APPLAUSI PER (LA) FIBRA – Tra sliding doors e universi paralleli senza passare dal via, la menzione d’onore non può ovviamente mancare per tutti i maestri qualificati al Closing Act del circuito maschile. Tutt’al più che, dopo anni di “presenzialismo da top player”, la Race stagionale ha offerto parecchi volti nuovi al casting di fine stagione: ben 3 i debutti assoluti alle Finals, con Cilic, Raonic e Nishikori a sostituire gli esodati 2013 Del Potro, Gasquet e Ferrer – quest’ultimo convocato a Londra come riserva e in campo nel match contro Nishikori per l’infortunio di Raonic. Nel gran ballo dei debuttanti, è stato proprio il nipponico, reduce da un ottimo 2014 – finale Slam ovviamente compresa – a confermarsi nel modo migliore. Non solo il set strappato a Djokovic in semifinale, ma anche la netta affermazione contro Murray (doppio 6-4) e il successo, più faticoso nel risultato che nella prestazione, contro Ferrer (4-6 6-4 6-1). Malino invece sia il canadese prima dell’infortunio – k.o. senza troppi rimpianti contro Federer e Murray – che il croato a tempo piano – un set strappato a Wawrinka, ma soprattutto il doppio 6-1 subito da “Sua Furia” Djokovic.

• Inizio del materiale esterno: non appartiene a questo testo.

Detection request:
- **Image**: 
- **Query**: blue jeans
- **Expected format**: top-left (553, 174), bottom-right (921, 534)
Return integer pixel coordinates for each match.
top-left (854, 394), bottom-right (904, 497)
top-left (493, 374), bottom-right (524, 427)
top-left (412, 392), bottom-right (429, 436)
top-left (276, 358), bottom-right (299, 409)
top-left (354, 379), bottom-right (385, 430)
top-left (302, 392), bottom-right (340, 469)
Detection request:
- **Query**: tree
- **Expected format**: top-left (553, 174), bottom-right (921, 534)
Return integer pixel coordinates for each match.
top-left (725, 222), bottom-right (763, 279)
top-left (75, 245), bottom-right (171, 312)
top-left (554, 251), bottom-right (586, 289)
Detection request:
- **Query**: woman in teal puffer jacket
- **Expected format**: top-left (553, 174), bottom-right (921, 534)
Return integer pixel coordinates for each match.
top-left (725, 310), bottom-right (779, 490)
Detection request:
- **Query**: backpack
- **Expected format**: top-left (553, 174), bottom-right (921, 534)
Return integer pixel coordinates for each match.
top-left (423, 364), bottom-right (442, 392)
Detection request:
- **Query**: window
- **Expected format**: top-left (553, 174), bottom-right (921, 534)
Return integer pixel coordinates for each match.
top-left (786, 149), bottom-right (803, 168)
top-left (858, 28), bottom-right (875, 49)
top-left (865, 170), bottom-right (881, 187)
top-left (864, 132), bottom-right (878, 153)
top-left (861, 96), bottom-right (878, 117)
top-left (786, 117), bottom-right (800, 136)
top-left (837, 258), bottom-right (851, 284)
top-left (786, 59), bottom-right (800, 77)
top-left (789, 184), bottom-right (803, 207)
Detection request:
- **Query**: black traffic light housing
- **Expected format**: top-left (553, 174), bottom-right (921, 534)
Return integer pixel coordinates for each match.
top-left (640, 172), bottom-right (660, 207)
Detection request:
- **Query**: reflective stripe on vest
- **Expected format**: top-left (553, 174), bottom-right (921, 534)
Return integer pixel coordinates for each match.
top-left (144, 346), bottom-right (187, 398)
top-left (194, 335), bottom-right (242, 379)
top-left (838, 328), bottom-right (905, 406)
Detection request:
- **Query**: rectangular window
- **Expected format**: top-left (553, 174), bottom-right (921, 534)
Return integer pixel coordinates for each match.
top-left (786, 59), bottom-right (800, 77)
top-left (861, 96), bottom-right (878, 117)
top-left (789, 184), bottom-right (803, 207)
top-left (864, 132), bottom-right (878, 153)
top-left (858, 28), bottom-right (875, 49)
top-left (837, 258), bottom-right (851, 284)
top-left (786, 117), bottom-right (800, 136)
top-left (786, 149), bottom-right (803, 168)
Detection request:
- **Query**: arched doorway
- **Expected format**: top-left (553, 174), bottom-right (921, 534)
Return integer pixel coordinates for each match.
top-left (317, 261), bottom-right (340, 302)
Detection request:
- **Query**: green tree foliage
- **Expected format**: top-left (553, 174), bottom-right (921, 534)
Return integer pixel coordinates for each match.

QUALCOSA È CAMBIATO – Tempi duri e poco onore nella menzione invece per il beniamino di casa Andy Murray, che non sembra ancora trarre giovamento dal cambio di coach e dai primi mesi di cura Mauresmo. I titoli a Shenzhen, Valencia e Vienna (i primi due in finale contro Robredo, in Austria con Ferrer) sono quasi un palliativo per il vincitore di Wimbledon 2013, condizionato a lungo da problemi alla schiena e tormentato dai dubbi su allenatori e futuro. L’emblema del Murray Moment sono i 56 minuti impiegati da Federer per spazzarlo via 6-0 6-1 nel girone, tra i sussulti dei fan inglesi che, peraltro, non sembrano avergli ancora perdonato l’outing a favore del referendum per l’indipendenza scozzese di un paio di mesi fa. Time will be your best master, Andy.